Antes de que concluya, volvemos a verle ante su auditorio. El silencio es respetuoso y profundo. La cámara se va alejando de él, sale del aula y recorre los pasillos de la facultad sorteando a alumnos y profesores, miembros del equipo de limpieza y turistas. Llega a la zona de los despachos (quizás se podría dejar la voz del profesor como banda sonora de este momento). Se detiene ante una puerta. Puede leerse en ella el nombre del profesor. Entramos (evidentemente no abrimos la puerta, sino que la imagen se corta y aparecemos de pronto en el interior del despacho). Lentamente, la cámara escudriña cada rincón: las estanterías llenas de libros de filosofía política, fotografías con otros miembros del claustro, diplomas en la pared (el joven profesor es, a su temprana edad, toda una eminencia académica) de cursos en el extranjero (Estados Unidos, Alemania, Italia).
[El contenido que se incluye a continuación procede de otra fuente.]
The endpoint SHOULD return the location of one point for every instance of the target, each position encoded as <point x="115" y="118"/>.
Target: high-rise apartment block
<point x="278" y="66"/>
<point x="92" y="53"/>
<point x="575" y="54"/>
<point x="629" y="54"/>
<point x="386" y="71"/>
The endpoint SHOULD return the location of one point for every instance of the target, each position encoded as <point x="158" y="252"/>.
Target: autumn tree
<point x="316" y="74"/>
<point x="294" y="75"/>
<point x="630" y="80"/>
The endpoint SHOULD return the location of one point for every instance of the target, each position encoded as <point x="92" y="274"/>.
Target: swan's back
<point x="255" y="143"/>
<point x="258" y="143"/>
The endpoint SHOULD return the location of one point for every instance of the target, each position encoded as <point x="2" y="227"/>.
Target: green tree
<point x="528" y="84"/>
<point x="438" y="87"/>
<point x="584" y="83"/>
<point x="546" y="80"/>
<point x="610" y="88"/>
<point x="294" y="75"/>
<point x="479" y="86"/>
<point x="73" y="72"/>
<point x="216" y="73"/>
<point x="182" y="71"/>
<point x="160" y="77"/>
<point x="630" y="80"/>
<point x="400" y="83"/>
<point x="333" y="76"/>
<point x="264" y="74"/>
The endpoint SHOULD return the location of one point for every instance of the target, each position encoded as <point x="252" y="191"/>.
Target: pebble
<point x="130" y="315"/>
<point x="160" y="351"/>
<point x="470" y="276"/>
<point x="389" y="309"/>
Hay un cierto desorden: la mesa y las dos sillas del despacho están ocultas por pilas de expedientes, exámenes corregidos y sin corregir y folios de toda clase. Sobre ellos, una planta (sin flores) y figuritas de dioses hindúes y budas utilizados como pisapapeles. La cámara realiza un movimiento suave pero rápido que nos lleva al centro del escritorio, donde descansa un papel de color crema, fácilmente distinguible de los otros folios (blancos). Es una carta. La voz del profesor (que ha continuado con su lección en todo este tiempo) se diluye, sustituida por una melodía lenta y triste (ma non troppo) que va dominando la escena. La cámara no recorre todas las líneas de la carta. Opta por elegir las más significativas. Por ejemplo, el autor (una mujer, Paloma) y el destinatario: el profesor; frases:
Yo también creí que esto podría funcionar. Lo creí de veras…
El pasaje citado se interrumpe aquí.